Forum: Ruby Scrapping data from a webpage where the data is loaded dynamically

249c7fd851c5c5ac5a1abdb756472ae1?d=identicon&s=25 Arup Rakshit (my-ruby)
on 2014-02-06 13:06
Hi

I was parsing one web page, where data are loaded dynamically when a
search criterion are given, but no change has been seen in the browser
url, it is still then "https://www.kleyntrucks.com/trucks/tractorunit/".
Thus below code is not helpful to get the right data, as per the search
criterion. Suppose I set the the search field "Matriculation year" as
2003 to 2005, and then if you look at the url, you still would see that
url is "https://www.kleyntrucks.com/trucks/tractorunit/". Thus the
results are not coming as I am thinking to code.

How can I handle this situation ?

require 'open-uri'
doc =
Nokogiri::HTML(open("https://www.kleyntrucks.com/trucks/tractorunit/"))

On the other hand - the
website(http://www.flipkart.com/mobiles/samsung~brand/pr?s...)
seems good. Now suppose I want to scrap the page, when **Price** has
been selected between **5001-10000**, then I would get also its
equivalent url from the browser -
(http://www.flipkart.com/mobiles/samsung~brand/pr?p...).


Accordingly I can use this url in below, then all my code will get
correct data :

require 'open-uri'
doc =
Nokogiri::HTML(open(http://www.flipkart.com/mobiles/samsung~brand/pr?p...))
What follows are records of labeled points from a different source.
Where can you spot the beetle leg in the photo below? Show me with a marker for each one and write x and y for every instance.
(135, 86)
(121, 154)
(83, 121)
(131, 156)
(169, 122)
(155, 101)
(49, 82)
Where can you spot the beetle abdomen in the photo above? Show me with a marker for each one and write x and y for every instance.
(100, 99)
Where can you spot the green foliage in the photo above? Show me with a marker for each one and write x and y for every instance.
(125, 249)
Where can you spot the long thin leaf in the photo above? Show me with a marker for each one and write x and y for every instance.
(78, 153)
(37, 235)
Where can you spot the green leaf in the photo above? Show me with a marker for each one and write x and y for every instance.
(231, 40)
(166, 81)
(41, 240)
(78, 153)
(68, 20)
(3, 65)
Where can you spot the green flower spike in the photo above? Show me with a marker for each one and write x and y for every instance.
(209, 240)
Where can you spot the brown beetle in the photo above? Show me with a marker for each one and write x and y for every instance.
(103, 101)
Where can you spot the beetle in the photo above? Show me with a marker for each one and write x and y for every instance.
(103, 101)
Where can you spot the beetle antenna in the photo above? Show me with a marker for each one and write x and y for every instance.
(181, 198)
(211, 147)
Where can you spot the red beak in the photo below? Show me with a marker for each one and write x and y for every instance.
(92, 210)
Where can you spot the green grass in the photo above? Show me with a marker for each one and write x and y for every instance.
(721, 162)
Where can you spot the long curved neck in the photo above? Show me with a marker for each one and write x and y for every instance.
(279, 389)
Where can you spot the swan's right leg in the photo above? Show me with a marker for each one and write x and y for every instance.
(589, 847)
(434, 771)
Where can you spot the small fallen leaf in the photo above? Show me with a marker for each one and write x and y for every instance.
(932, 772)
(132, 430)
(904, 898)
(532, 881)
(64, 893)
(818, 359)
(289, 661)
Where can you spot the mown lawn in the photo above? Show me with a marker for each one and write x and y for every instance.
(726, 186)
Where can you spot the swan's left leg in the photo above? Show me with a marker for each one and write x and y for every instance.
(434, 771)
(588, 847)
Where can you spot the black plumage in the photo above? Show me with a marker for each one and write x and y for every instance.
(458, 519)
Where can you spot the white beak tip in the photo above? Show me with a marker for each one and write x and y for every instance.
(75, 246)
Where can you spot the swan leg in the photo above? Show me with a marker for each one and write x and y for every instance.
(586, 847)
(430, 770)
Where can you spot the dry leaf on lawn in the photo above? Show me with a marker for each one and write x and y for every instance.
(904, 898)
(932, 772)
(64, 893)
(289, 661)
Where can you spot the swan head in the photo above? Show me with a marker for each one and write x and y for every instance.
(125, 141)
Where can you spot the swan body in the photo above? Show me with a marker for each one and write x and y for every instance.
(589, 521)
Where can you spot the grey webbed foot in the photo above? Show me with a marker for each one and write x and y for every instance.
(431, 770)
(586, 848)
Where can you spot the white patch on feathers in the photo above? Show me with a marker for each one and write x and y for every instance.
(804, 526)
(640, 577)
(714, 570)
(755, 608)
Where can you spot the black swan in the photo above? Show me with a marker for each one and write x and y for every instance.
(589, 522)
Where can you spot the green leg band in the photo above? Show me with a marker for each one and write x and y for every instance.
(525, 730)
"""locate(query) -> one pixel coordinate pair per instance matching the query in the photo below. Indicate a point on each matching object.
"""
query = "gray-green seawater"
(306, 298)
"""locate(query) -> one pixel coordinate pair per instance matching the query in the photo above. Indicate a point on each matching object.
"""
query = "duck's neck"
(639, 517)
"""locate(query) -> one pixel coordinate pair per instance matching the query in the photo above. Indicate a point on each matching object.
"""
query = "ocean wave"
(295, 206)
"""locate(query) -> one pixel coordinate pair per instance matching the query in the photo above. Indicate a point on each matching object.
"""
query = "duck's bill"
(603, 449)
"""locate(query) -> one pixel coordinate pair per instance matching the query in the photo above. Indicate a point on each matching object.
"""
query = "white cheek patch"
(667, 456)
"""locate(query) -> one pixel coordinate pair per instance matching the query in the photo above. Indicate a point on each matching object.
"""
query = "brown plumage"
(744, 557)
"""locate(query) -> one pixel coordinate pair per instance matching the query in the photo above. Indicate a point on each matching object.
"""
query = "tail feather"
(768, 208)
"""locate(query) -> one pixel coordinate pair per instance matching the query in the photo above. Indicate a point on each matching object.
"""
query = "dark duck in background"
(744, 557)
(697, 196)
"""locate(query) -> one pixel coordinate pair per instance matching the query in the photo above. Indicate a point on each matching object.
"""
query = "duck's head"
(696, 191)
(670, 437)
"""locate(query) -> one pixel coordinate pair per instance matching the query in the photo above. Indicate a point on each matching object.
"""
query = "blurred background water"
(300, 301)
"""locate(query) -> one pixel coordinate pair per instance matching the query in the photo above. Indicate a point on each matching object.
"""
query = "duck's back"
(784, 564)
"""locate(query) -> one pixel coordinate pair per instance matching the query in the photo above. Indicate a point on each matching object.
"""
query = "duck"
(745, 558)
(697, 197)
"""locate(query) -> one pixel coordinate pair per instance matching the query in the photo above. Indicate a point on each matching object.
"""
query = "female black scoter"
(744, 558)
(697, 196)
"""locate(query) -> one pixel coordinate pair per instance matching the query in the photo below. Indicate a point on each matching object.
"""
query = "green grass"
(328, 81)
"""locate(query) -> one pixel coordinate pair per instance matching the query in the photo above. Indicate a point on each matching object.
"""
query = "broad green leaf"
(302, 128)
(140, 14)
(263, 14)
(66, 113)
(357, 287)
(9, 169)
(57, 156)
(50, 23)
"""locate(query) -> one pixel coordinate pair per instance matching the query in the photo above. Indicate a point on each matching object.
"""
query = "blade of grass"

How to then proceed with the first
case(https://www.kleyntrucks.com/trucks/tractorunit/) ? Is there anyway
?
4b3702fbad380c523f32eafb18d42d8e?d=identicon&s=25 unknown (Guest)
on 2014-02-06 13:19
(Received via mailing list)
you could use mechanize which will allow you to click buttons, fill
forms etc. prior to parsing:
http://mechanize.rubyforge.org/GUIDE_rdoc.html

or if javascript support is required you could use watir to load your
page before parsing with nokogiri:
http://watirwebdriver.com/
920f6e4a0fbf997d851455f827a10ebc?d=identicon&s=25 unknown (Guest)
on 2014-02-06 13:48
(Received via mailing list)
>
> How can I handle this situation ?
>
> require 'open-uri'
> doc =
> Nokogiri::HTML(open("https://www.kleyntrucks.com/trucks/tractorunit/"))
>
> On the other hand - the
> website(
http://www.flipkart.com/mobiles/samsung~brand/pr?s...
)
> seems good. Now suppose I want to scrap the page, when **Price** has
> been selected between **5001-10000**, then I would get also its
> equivalent url from the browser -
> (http://www.flipkart.com/mobiles/samsung~brand/pr?p
[]=facets.price_range%255B%255D%3DRs.%2B5001%2B-%2BRs.%2B10000&p[]=sort%3Dfeatured&sid=tyy%2C4io&ref=3de01d19-4e68-4ba9-9b3f-9c43497931b0).
>
>
> Accordingly I can use this url in below, then all my code will get
> correct data :
>
> require 'open-uri'
> doc =
> Nokogiri::HTML(open(http://www.flipkart.com/mobiles/samsung~brand/pr?p
[]=facets.price_range%255B%255D%3DRs.%2B5001%2B-%2BRs.%2B10000&p[]=sort%3Dfeatured&sid=tyy%2C4io&ref=3de01d19-4e68-4ba9-9b3f-9c43497931b0))
>
> How to then proceed with the first
> case(https://www.kleyntrucks.com/trucks/tractorunit/) ? Is there anyway
> ?
>
> --
> Posted via http://www.ruby-forum.com/.
>

My first thought is that you are going to have to open the browser,
interact with the page, and then grab the html source.
I would use watir-webdriver but there are other options.

here is an example:


require 'watir-webdriver'

@browser = Watir::Browser.new :chrome
@browser.goto 'https://www.kleyntrucks.com/trucks/tractorunit/'

sleep 2
xpath_matriculation_year = '//*[@id="imprp0"]/div[1]'
@browser.div(xpath: xpath_matriculation_year).click

xpath_beginning_year =
'//*[@id="imprp0"]/div[2]/div/div[5]/div[1]/input'
@browser.text_field(xpath: xpath_beginning_year).set 2003

xpath_ending_year = '//*[@id="imprp0"]/div[2]/div/div[5]/div[2]/input'
@browser.text_field(xpath: xpath_ending_year).set 2005

# odd, but needed or the page refresh resets the value of a field you
set
if you don't leave the field
@browser.text_field(xpath: xpath_beginning_year).click

sleep 5
page_html =  @browser.html

^ then use the page_html in nokogiri

Michael
249c7fd851c5c5ac5a1abdb756472ae1?d=identicon&s=25 Arup Rakshit (my-ruby)
on 2014-02-06 14:37
unknown wrote in post #1135823:
>>
>> How can I handle this situation ?
>>

>> Posted via http://www.ruby-forum.com/.
>>
>
> My first thought is that you are going to have to open the browser,
> interact with the page, and then grab the html source.
> I would use watir-webdriver but there are other options.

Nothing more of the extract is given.